Good News: victory on disability rights
Starting the week, as we always like to do, with some Good News, this time it arises out of a place that has not been and I fear for some time to come will not be the source of much Good News: the Supreme Court.
The case involves a family outside Denver with a child with a learning disability. He attended public school from kindergarten through fourth grade, during which time he was given specialized instruction to deal with his learning and behavioral issues.
His parents then placed him in a private academy that specialized in autism because they were frustrated with his lack of progress. There, his behavior and learning improved markedly.
The parents then sued the school for reimbursement for the cost of the specialized education, charging that the school had not met its obligations under the law for a "free appropriate public education" for children with disabilities.
The 10th Circuit Court of Appeals said no, finding that the school must offer "merely more than de minimus" to meet its obligations - that is, it is only required to offer something beyond the absolute minimum.

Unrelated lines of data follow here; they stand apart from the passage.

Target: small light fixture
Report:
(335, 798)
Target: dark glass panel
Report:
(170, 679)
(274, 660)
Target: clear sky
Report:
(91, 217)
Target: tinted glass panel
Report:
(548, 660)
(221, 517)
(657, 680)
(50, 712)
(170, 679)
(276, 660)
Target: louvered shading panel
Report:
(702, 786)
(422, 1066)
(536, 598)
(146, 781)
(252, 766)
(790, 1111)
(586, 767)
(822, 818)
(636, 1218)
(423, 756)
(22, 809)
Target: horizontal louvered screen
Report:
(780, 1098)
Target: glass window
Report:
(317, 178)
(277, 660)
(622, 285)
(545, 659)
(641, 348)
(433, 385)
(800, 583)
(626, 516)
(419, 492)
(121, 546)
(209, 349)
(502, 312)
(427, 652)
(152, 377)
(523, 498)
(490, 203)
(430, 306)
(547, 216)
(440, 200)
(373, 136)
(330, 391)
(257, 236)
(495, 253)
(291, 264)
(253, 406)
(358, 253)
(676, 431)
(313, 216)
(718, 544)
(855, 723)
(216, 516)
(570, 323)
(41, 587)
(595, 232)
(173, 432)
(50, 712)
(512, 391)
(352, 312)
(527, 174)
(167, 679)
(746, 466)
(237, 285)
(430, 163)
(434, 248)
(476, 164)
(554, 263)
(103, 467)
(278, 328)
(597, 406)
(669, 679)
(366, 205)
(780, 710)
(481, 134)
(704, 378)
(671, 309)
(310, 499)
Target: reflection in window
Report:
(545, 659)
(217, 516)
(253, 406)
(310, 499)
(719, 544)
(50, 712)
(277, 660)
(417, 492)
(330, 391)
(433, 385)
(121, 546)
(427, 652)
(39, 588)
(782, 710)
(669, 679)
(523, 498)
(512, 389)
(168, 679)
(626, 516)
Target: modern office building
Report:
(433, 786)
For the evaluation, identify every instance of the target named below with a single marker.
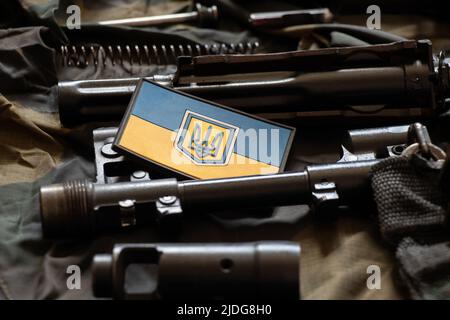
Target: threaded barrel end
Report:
(66, 209)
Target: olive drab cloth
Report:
(35, 150)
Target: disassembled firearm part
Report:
(270, 19)
(209, 16)
(367, 80)
(202, 16)
(268, 269)
(80, 208)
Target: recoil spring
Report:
(85, 55)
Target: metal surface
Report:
(144, 54)
(279, 19)
(371, 78)
(75, 209)
(203, 16)
(269, 269)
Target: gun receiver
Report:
(80, 208)
(202, 16)
(395, 76)
(267, 269)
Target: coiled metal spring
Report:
(84, 55)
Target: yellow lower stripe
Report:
(156, 144)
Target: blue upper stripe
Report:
(166, 109)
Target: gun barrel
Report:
(267, 269)
(399, 86)
(203, 16)
(72, 208)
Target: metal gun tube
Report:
(72, 208)
(401, 86)
(290, 18)
(203, 16)
(268, 269)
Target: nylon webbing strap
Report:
(411, 215)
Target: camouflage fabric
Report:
(35, 150)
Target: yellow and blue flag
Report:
(198, 138)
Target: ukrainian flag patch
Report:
(200, 139)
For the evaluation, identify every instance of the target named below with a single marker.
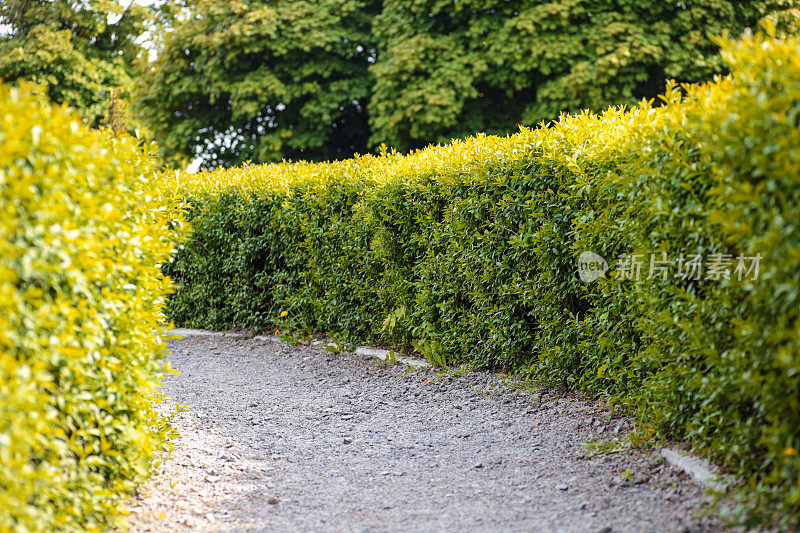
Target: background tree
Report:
(83, 50)
(320, 79)
(449, 68)
(262, 81)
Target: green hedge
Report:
(81, 318)
(468, 252)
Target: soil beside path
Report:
(284, 438)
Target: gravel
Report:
(296, 438)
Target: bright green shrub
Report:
(81, 318)
(468, 252)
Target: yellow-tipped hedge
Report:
(468, 252)
(81, 299)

The Good News is that on March 22, a unanimous Supreme Court said that's not good enough, that children with disabilities have a right to an "educational program that is reasonably calculated to enable [them] to make progress" and one which "must be appropriately ambitious in light of" the child's capabilities.
To do otherwise, to be satisfied with with "merely more than de minimus" as a standard, to aim so low, would, the Court said, "be tantamount to sitting idly awaiting the time" when students with disabilities "were old enough to drop out."
On response, some people claimed it would cost too much. If we can find an extra $54 billion to kill people, we can find a fraction of that to help people learn.